2022 Student Essay Contest: Undergraduate First Place

“The Integration Two-Step”

by: Karin Anderson (University of Minnesota, Twin Cities)

Interviewee: Tracy Bibelnieks (Ecolibrium 3)

I first met Tracy Bibelnieks in the winter of 2016. At the time, she was leading the Duluth section of UMTYMP (University of Minnesota Talented Youth Mathematics Program), and I was an eighth grader looking for a challenge. By taking a chance and allowing me to enter the program months after the other students, she completely changed my life. When she and I sat down for an interview a few weeks ago, she told me a similar story from her own life. A time when a professor saw her and realized she might be capable of more.

In high school, Tracy played alto saxophone and thought she was going to go on to be a music performance major at St. Olaf College. “I didn’t even want to apply to any other college,” Tracy explained, “I just wanted to go to St. Olaf for music”. However, after taking an advanced musical theory class in her freshman year, she realized that she no longer felt the same way about her future and started trying out lots of alternatives. The one constant in her course load was math classes. She took the math courses in sequence for a math major because she had several math major friends in the classes. During Real Analysis, she was called into the professor’s office after the first test. She told me the meeting started off in an interesting way: “He asked me, ‘Who are you?’ and I was thinking, ‘Well, I’m Tracy’, but he said, ‘No, I meant what’s your major?’”. She said that at this point she thought she had completely failed the test, but he explained that she had done really well and he didn’t have her on his radar. “And that’s when Dr. Paul Humke said ‘Well, I think you should be a math major…’ So that was the turning point.”

She went on to receive a Bachelor of Arts in Mathematics from St. Olaf, and was then accepted into graduate school at Clemson University in South Carolina. There she received an M.S. and a Ph.D. in the mathematical sciences, doing research first in theoretical linear algebra, then moving on to a project involving yarn manufacturing. In this second project, she and her advisor found ways to apply different mathematical methods to determine when the equipment was defective. They did this by collecting data concerning the variations in the thickness of the yarn and using that to help pinpoint defects in the machinery more efficiently.

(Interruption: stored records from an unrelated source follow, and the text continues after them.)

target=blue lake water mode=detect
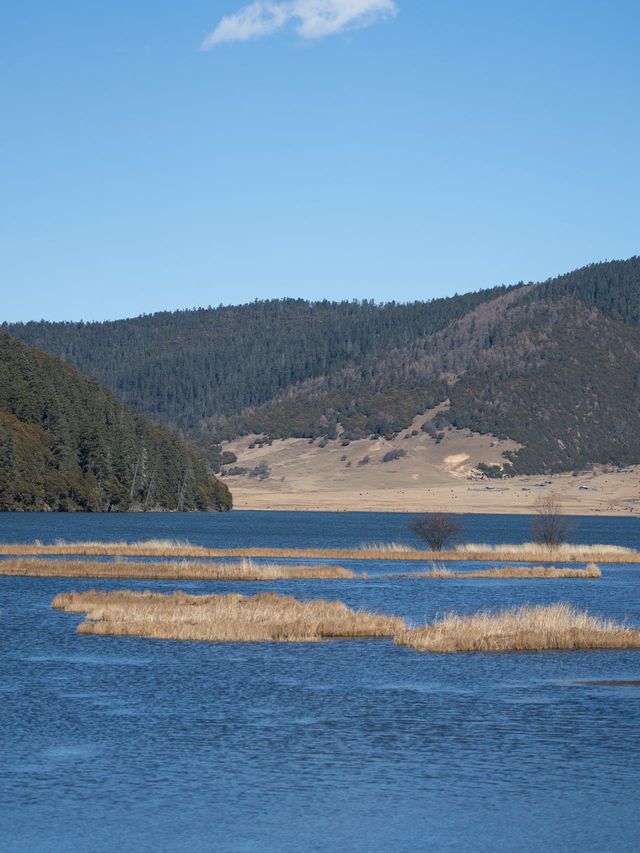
[0,512,640,853]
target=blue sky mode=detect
[0,0,640,320]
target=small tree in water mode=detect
[409,512,462,551]
[531,495,570,548]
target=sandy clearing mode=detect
[224,415,640,515]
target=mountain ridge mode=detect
[0,332,231,511]
[3,256,640,473]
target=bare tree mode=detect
[531,495,571,548]
[409,512,462,551]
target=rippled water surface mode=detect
[0,513,640,853]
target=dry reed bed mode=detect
[52,590,406,643]
[0,540,640,563]
[0,558,356,581]
[395,604,640,652]
[0,557,602,581]
[52,590,640,652]
[410,563,602,580]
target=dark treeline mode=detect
[5,288,516,434]
[6,257,640,473]
[0,333,231,511]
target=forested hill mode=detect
[5,257,640,472]
[0,332,231,511]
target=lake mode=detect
[0,512,640,853]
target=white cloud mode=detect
[202,0,398,50]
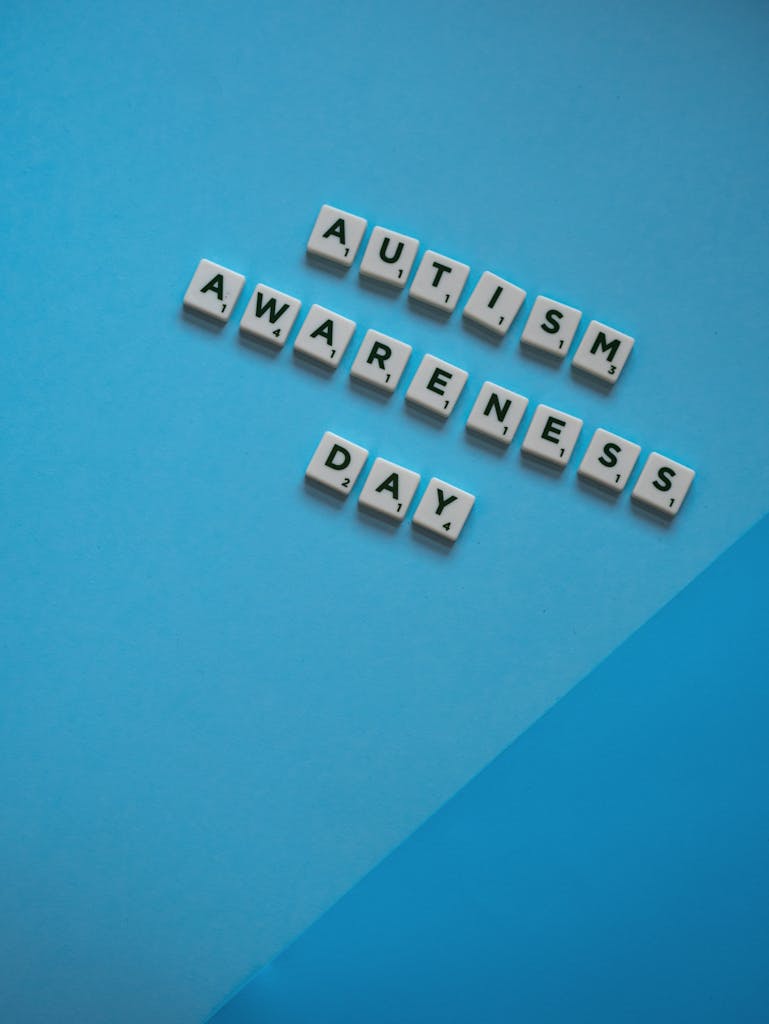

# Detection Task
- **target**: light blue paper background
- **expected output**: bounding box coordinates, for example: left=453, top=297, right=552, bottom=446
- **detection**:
left=0, top=3, right=769, bottom=1024
left=211, top=517, right=769, bottom=1024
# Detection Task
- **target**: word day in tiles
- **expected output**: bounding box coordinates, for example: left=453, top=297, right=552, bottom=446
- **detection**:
left=184, top=206, right=694, bottom=542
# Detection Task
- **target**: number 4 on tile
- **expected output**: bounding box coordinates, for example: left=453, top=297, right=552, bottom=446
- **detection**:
left=412, top=476, right=475, bottom=541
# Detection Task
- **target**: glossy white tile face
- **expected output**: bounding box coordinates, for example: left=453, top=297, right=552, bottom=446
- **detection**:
left=184, top=259, right=246, bottom=324
left=405, top=354, right=467, bottom=420
left=358, top=459, right=420, bottom=522
left=633, top=452, right=694, bottom=518
left=571, top=321, right=635, bottom=384
left=294, top=305, right=355, bottom=369
left=412, top=476, right=475, bottom=541
left=360, top=227, right=419, bottom=288
left=576, top=427, right=641, bottom=494
left=304, top=430, right=369, bottom=497
left=241, top=285, right=302, bottom=348
left=409, top=249, right=470, bottom=313
left=521, top=406, right=582, bottom=467
left=350, top=331, right=412, bottom=394
left=520, top=295, right=582, bottom=359
left=307, top=206, right=367, bottom=266
left=466, top=381, right=528, bottom=444
left=462, top=270, right=526, bottom=337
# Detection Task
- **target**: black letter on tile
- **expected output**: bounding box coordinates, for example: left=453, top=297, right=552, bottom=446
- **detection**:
left=540, top=309, right=563, bottom=334
left=435, top=487, right=457, bottom=515
left=432, top=262, right=452, bottom=288
left=376, top=473, right=398, bottom=501
left=326, top=444, right=351, bottom=469
left=483, top=391, right=512, bottom=423
left=652, top=466, right=676, bottom=490
left=590, top=331, right=621, bottom=362
left=542, top=416, right=566, bottom=444
left=366, top=341, right=392, bottom=370
left=379, top=234, right=403, bottom=263
left=256, top=292, right=289, bottom=324
left=488, top=285, right=503, bottom=309
left=598, top=441, right=623, bottom=469
left=427, top=367, right=454, bottom=394
left=324, top=217, right=346, bottom=246
left=310, top=321, right=334, bottom=345
left=201, top=273, right=224, bottom=302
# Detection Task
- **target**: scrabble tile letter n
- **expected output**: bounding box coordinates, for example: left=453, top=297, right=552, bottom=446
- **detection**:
left=307, top=206, right=367, bottom=267
left=184, top=259, right=246, bottom=324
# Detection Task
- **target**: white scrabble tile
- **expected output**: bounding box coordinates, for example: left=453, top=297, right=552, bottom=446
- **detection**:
left=412, top=476, right=475, bottom=541
left=360, top=226, right=419, bottom=288
left=521, top=406, right=582, bottom=467
left=241, top=284, right=302, bottom=348
left=304, top=430, right=369, bottom=497
left=405, top=354, right=467, bottom=420
left=466, top=381, right=528, bottom=444
left=462, top=270, right=526, bottom=337
left=358, top=459, right=420, bottom=522
left=409, top=249, right=470, bottom=312
left=184, top=259, right=246, bottom=324
left=350, top=331, right=412, bottom=394
left=307, top=205, right=367, bottom=266
left=294, top=305, right=355, bottom=367
left=633, top=452, right=694, bottom=518
left=576, top=427, right=641, bottom=494
left=571, top=321, right=635, bottom=384
left=520, top=295, right=582, bottom=359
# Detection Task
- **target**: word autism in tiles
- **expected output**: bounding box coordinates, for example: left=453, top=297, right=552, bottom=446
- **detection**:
left=184, top=206, right=694, bottom=542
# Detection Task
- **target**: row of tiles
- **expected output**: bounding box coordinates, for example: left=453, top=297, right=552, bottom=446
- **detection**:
left=305, top=428, right=691, bottom=543
left=304, top=430, right=475, bottom=543
left=184, top=260, right=694, bottom=517
left=307, top=205, right=635, bottom=385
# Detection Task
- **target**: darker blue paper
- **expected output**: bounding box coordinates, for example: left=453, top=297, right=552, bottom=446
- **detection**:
left=214, top=518, right=769, bottom=1024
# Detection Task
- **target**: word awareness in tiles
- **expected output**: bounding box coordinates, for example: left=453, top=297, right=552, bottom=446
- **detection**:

Tracy hasn’t stopped in her pursuit of knowledge either, and has focused on projects with significant social impact. One recent project of hers looks at the social determinants of health, and more specifically, food access. In this research, she and her students address the flaws in the USDA definition of a food desert and give a better way to identify food deserts. They specifically looked at Duluth, Minnesota, focusing not only on population and stores, but other factors like whether people have access to transportation and how long it would take them to get to a grocery store. They came up with a map of the landscape that was radically different from the one that would have been generated given current guidelines. She has been using these findings to apply for grants that would significantly improve food access in the areas of Duluth with the highest levels of poverty and disparity.

While research has always been of interest to her, she tells me that what drew her to math was the ability to pass on her passion for the subject through her teaching. She has held positions as Associate Professor at both the University of Minnesota Duluth and Augsburg College, Executive Director of the Minnesota High School Mathematics League, and coordinator of UMTYMP at UMD. As I mentioned earlier, I know her best in the context of being a teacher, and she is unparalleled in her dedication. She teaches with such excitement and passion that it is impossible to not be hanging on to her words. During a particularly memorable class in single variable calculus, she even had us all stand up and do a dance with her which she had dubbed “The Integration Two-Step”. A teacher that can persuade twenty exhausted kids of ages 11 to 16 to get out of their comfortable chairs to do a two-step with her is an impressive teacher indeed.

“That has always been at the heart of my vocation as a professor, trying to help my students find their own vocation, their identity.” Tracy is an inspiration to many, and her journey of falling in love with mathematics reveals an important lesson for us all. She shows us that sometimes all you need is a nudge in the right direction from someone who cares, and I was lucky enough to be one of the many people she helped in finding their way.